I am a Japanese to English translator currently based in Zürich, Switzerland for reasons which can be summed up as “love”! I grew up in several European cities thanks to my father’s work, and ended up back in Paris between a BA and MA in philosophy. Being a student on summer holiday, I turned on the children’s TV shows I used to watch… and realised there were huge differences in style between them. On investigation, I found that while some were French, or French-Belgian and French-Canadian co-productions, others were Japanese dubbed into French. I loved the anime art style and threw myself into all things Japanese, which eventually led to meeting my other half on a short language course during my MA.
After a few years of working in consultancy and project management, learning Japanese on the side, I went to Japan for a year on the JET Programme to teach English in a rural high school. A few years of working and saving funded a year of full-time study at a Japanese school in central Japan, and on my return I went into localisation project management, working at SDL and Xerox Global Services. I wasn’t using my Japanese as much as I wanted to, so I left and became a freelance translator, working for two years with Nintendo of Europe and earning an MA in Advanced Japanese Studies from the University of Sheffield before moving to Zürich in 2009 and branching out into translating for business and IT to make use of the document writing expertise I’d gained in my former career.

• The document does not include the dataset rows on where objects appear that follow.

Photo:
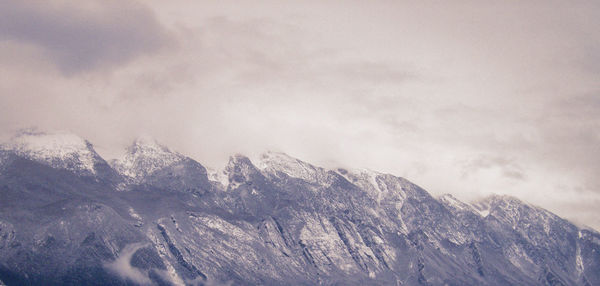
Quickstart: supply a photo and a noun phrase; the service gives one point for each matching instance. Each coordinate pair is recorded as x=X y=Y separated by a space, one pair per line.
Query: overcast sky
x=468 y=98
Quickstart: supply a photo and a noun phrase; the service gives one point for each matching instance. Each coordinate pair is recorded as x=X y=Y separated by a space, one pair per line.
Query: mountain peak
x=58 y=149
x=273 y=162
x=144 y=156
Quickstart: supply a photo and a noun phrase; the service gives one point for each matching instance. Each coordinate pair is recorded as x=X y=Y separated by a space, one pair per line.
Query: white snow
x=218 y=176
x=144 y=157
x=271 y=162
x=60 y=150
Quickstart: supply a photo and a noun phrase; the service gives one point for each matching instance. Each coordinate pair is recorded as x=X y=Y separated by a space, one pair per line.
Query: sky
x=469 y=98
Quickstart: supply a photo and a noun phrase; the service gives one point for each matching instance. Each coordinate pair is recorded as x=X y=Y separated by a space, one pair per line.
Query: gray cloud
x=83 y=35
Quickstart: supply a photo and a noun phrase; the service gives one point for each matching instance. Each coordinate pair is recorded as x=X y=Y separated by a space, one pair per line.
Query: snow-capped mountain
x=144 y=157
x=275 y=221
x=59 y=150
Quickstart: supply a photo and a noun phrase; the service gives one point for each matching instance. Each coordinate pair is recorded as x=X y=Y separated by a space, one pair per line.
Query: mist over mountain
x=158 y=217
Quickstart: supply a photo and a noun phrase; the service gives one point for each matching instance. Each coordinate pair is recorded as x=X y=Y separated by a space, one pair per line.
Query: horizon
x=465 y=98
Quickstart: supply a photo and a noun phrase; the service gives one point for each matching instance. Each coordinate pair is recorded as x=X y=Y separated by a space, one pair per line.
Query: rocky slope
x=156 y=217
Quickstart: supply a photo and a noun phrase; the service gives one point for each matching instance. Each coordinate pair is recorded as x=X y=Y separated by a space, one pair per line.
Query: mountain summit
x=156 y=217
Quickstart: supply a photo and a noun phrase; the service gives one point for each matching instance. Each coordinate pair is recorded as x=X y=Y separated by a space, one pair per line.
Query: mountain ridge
x=276 y=221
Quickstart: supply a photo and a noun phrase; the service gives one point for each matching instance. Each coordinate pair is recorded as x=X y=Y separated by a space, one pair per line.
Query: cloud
x=122 y=265
x=83 y=35
x=466 y=98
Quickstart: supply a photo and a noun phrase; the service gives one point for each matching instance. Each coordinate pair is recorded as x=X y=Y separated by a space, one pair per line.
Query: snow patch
x=144 y=157
x=60 y=150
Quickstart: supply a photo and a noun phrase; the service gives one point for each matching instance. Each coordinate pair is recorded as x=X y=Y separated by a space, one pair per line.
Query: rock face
x=156 y=217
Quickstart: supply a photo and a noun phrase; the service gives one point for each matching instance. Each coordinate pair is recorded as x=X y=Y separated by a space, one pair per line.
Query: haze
x=468 y=98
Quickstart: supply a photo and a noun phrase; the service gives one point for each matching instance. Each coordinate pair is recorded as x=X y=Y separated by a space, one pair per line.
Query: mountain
x=157 y=217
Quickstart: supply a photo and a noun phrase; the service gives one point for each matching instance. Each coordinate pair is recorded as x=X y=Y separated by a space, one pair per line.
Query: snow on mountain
x=144 y=157
x=59 y=149
x=280 y=221
x=273 y=162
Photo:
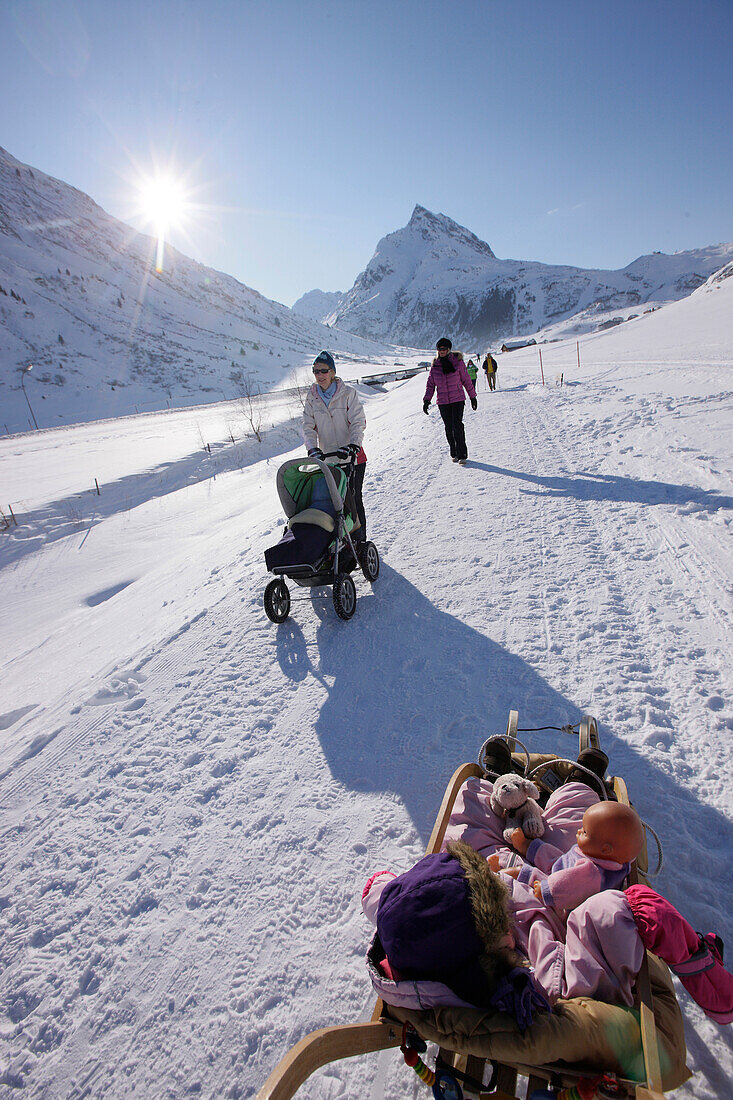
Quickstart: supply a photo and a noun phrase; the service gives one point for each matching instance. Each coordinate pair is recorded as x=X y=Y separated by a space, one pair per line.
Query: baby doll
x=610 y=837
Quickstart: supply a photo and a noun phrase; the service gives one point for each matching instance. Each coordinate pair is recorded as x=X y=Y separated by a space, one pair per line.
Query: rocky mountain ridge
x=435 y=276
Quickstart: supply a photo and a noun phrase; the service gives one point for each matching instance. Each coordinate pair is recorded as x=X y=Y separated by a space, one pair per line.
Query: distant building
x=515 y=344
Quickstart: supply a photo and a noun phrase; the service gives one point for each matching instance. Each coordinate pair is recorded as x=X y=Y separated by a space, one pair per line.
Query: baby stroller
x=583 y=1048
x=318 y=548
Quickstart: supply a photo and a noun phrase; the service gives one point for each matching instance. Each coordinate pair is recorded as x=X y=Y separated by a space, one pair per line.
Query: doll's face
x=611 y=831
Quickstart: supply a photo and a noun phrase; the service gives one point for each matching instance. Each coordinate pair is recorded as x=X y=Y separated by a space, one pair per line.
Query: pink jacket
x=450 y=386
x=568 y=878
x=598 y=952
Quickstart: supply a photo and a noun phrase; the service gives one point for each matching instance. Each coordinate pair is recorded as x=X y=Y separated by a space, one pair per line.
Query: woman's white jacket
x=337 y=425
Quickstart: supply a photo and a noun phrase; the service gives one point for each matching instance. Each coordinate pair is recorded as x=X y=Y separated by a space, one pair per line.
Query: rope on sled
x=560 y=729
x=660 y=858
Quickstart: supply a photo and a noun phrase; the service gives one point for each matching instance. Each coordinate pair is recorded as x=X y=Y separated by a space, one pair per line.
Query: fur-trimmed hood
x=447 y=919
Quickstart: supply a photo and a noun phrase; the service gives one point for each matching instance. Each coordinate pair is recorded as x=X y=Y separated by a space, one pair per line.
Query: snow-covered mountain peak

A short fellowship with WIPO introduced me to the world of genetic engineering - I found a new passion for biology and genetics, and am currently studying for a BSc with the Open University (due 2016). I hope to specialise in translating for life sciences, biotechnology and personalised medicine, and am a member of the ITI medical/pharmaceutical network (MedNet) and JATPHARMA (the pharmaceutical special interest group of the Japan Association of Translators), as well as the ITI Japanese Network (J-Net) and the science, technical, engineering and patents network (STEP). I’m really looking forward to putting faces to some of the names from those groups, meeting up with everyone I already know and making some new friends!
By happy coincidence, the Genetics Society spring meeting is being held in Edinburgh the weekend before the ITI conference, so I can combine the two with a city break in the capital of Scotland with a certain someone.